By the time the first three cases, or the first wave, went to trial, the claims turned on two failure-to-warn theories, for negligence and strict products liability, and on a summary judgment motion in the first three cases, Judge Adelman had ruled that the negligence claims failed, because consumers in the 1990s to early 2000s, when the plaintiffs were allegedly exposed, were generally aware of the risks of lead paint, and thus the paint companies had no duty to warn.
The judge allowed the strict liability claims to go forward, however, on the basis that during the years that Sherwin-Williams made white lead carbonate, from 1910 to 1947, consumers would not have known the risks, and therefore the company had a duty to warn.
After the 2019 verdict in which the three plaintiffs were each awarded $2 million, the paint companies appealed and the Seventh Circuit later reversed, finding that Judge Adelman should have applied the same rule to both negligence and strict liability.
Following that ruling, the remaining defendants in the case moved for summary judgment on all the claims, leading to this order.
In the order, Judge Adelman first formalized the dismissal of the first-wave claims, given the Seventh Circuit’s direction that those claims be granted summary judgment.
While the four second-wave plaintiffs had moved for a reconsideration of Judge Adelman’s decision that the defendants did not have a duty to warn consumers in the ’90s and early 2000s, the judge denied the bid, saying there isn’t new information that would warrant such a move.
The second-wave plaintiffs alleged in the summary judgment filings that they had evidence showing that they couldn’t have been aware of the specific danger of white lead carbonate as dust, but the judge noted that they could have made that argument earlier; instead the plaintiffs in the first-wave, represented by the same attorneys, conceded the point at the time.
“The plaintiffs’ having made a strategic choice that they wish to change is not grounds for reconsideration,” the judge wrote.
Judge Adelman further wrote that his initial summary judgment determination about the negligence claims, and the Seventh Circuit’s findings on the strict liability claims, are now the law of the case, adding all plaintiffs were on notice that his rulings in early portions of the case would be the law of the case for later claims.
The second-wave plaintiffs were four individuals who were in the multi-plaintiff suits led by Dijonae Trammell and Maniya Allen.
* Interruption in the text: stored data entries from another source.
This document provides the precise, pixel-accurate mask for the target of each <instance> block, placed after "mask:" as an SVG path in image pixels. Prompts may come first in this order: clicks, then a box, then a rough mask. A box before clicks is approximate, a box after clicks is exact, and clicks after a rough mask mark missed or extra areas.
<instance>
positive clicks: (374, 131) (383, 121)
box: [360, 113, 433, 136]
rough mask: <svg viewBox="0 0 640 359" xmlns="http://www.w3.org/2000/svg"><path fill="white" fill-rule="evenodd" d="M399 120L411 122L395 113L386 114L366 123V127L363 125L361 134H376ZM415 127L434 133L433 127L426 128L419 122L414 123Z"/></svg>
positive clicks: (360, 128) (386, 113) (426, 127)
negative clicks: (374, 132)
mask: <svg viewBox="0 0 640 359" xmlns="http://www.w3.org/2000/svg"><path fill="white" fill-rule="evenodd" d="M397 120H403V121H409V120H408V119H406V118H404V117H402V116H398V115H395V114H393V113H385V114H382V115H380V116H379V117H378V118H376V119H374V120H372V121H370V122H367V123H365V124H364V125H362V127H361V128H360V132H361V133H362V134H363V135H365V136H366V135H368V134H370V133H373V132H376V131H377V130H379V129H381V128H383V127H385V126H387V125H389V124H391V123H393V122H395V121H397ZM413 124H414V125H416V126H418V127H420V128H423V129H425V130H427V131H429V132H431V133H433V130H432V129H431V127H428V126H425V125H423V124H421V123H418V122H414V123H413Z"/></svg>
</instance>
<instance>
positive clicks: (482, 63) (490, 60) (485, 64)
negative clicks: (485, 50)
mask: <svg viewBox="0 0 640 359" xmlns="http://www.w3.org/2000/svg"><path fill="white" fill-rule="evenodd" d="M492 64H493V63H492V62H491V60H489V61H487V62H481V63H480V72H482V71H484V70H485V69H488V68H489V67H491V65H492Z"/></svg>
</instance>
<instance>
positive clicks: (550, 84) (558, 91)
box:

Judge Adelman had selected them from the group to move to trial.
While the remaining Trammell and Allen plaintiffs argued that they were not part of the same “cases,” Judge Adelman wrote that is incorrect, as their claims were included within the same docket, and they have the same counsel, showing that they had the same strategies and chose to pursue the claims under one banner.
Allowing the remaining plaintiffs to relitigate already-decided issues would undermine the point of joining the claims together in one case, the judge wrote, saying when the defendants tried to break up the case, the plaintiffs cited the judicial efficiency of litigating common questions in a single action as a reason to keep them together.